Sixty-five years ago this month the Daily Express published a particularly horrific picture on its front page. Under the heading Hanged Britons: Picture that will shock the world, it showed two British sergeants, Clifford Martin and Mervyn Paice, who had been murdered by Irgun paramilitaries in the Mandate of Palestine. The sergeants had been kidnapped and killed in reprisal for the execution of three members of the Jewish underground organisation in what was becoming an increasingly ugly guerrilla war.
There had been other terrorist incidents in the course of the conflict, but what became known as “the sergeant’s affair” was different. The sheer ugliness of the event – the bodies were also bobby trapped – brought the conflict home to the people of Britain , causing the most widespread anti-Semitic rioting the country had ever seen, notwithstanding the fact that the killings had been condemned by British Jewish leaders.
By the end of the August holiday weekend there had been serious anti-Jewish rioting in Manchester , Glasgow and Liverpool, with more minor disturbances in Bristol , Hull , Warrington and London . Although there were no fatalities a number of people were beaten up and property destroyed, including a wooden synagogue in West Derby . In Eccles, John Regan, himself a former sergeant, harangued a crowd of some seven hundred people, saying “Hitler was right. Exterminate every Jew – every man, woman and child. What are you afraid of? There’s only a handful of police.”
Serious stuff, but in the end it all proved to be so much hot air, not just Regan’s incitement, for which he was charged and fined, but the whole violent wave. Even obvious fascist politicians like Jeffrey Hamm, formerly of the British Union of Fascists and now in charge of the League of Ex-Servicemen, could not make any lasting political capital out of the incident. The Express, which had triggered the violence with its sensational front page lead, backed off in shock, calling for calm and describing the attacks on innocent shopkeepers as a national disgrace.
That short hot summer has left almost no memory. It’s a pity, really, because as history the whole episode is really quite intriguing. Although superficially caused by an event far from these shores, it revealed much more about problems and difficulties far closer to home: the problems of austerity Britain .
George Orwell’s novel Nineteen Eighty-Four, published two years after the sergeants’ incident, is supposedly about a dystopian future. In actual fact it was much more about a dystopian present, as people reading it at the time would have recognised. The drab London he depicts in the novel was not some imaginative construct but a living reality. Like so many other British cities, it had not fully recovered from the war. Vacant lots and bomb sites were everywhere. With a housing shortage came a serious problem of homelessness.
The war, and its financial legacy, also had had a profound effect on the economy. Some foodstuffs, like butter, meat were still rationed. Confectionary had come off ration in 1949, but distribution had to be brought back under state control because demand was simply too great. Shortages meant that people took to producing their own food in back gardens and allotments. Income tax was at an extraordinarily high level, more than twice what it is today.
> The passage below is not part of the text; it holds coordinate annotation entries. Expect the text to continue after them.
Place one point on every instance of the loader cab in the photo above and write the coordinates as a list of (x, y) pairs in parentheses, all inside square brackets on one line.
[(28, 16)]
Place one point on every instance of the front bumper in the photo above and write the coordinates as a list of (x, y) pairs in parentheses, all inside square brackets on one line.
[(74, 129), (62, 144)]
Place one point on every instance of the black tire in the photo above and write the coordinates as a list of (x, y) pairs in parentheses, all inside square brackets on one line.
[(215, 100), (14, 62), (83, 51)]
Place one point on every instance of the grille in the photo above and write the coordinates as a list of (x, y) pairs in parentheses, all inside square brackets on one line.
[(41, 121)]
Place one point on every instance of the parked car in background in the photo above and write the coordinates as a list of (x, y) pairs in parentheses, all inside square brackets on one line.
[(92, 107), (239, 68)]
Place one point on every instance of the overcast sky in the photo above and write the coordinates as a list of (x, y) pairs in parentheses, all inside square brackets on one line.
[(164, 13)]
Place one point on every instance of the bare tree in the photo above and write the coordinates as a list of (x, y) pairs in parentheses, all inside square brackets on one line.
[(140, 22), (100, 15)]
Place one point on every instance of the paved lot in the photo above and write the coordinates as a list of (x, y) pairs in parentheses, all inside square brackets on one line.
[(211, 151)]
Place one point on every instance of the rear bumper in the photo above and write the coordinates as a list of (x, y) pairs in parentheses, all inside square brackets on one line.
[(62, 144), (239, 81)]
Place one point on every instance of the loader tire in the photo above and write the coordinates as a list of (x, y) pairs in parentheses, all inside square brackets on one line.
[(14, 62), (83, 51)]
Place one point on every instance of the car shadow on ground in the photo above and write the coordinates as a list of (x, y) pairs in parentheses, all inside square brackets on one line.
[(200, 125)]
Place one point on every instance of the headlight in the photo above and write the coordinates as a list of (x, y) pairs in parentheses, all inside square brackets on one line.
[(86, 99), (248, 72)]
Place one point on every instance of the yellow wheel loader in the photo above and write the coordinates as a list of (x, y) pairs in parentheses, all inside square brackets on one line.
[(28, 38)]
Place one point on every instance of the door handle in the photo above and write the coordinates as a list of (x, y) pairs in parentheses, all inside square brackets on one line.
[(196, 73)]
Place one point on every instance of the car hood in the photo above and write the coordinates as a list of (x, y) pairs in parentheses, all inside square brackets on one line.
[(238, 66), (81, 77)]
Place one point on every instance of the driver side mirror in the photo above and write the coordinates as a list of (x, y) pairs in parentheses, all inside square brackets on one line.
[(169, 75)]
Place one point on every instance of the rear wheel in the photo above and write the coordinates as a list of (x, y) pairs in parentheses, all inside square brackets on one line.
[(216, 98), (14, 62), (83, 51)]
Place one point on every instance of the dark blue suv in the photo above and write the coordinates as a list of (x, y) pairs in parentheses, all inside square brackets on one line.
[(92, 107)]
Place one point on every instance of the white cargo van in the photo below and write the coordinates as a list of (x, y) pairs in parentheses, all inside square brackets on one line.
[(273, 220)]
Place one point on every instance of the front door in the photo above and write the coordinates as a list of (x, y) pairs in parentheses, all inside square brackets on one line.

Bureaucratic red tape was a major feature of everyday life, also brilliantly reflected in Nineteen Eighty-Four, and the 'social comedies' being produced by Ealing Studios, movies like Whisky Galore and Passport to Pimlico.
The war had been won; the peace was clearly being lost. Food shortages and serious unemployment were compounded by a fuel shortage in the bitter winter of 1946-47, when coal was rationed in a coal-rich country. Unhappy and bewildered, people looked for scapegoats, turning to the greatest scapegoats of all – the Jews. Rationing created a vigorous black market which, by common perception, was controlled by the Jews. It’s not that surprising that so many ordinary people were taken in by this, especially as Ernest Bevan, foreign minister in the Labour government of the day, made anti-Semitic remarks, including one to the effect that the Jews of Europe were “pushing to the front of the queue.”
Cities like Glasgow , Liverpool and Manchester , where the rioting was worse, also happened to be the places most affected by unemployment and general deprivation. What began there as anti-Jewish riots soon turned into a looting free for all. But the whole thing passed just as quickly as it had emerged. The hooliganism had been based on personal frustration not on any deep rooted anti-Jewish hostility. It was too soon after the Holocaust, details of which were still being revealed, for anti-Semitism to become a credible cause. 1947, as Lionel Trilling said in an article on the subject (New Statesman, 28 May), was the end of a chapter, not the beginning.
The following year the state of Israel was formed and the sergeants’ affair, and the riots, forgotten. It left one painful and unnoticed irony: Clifford Martin was Jewish.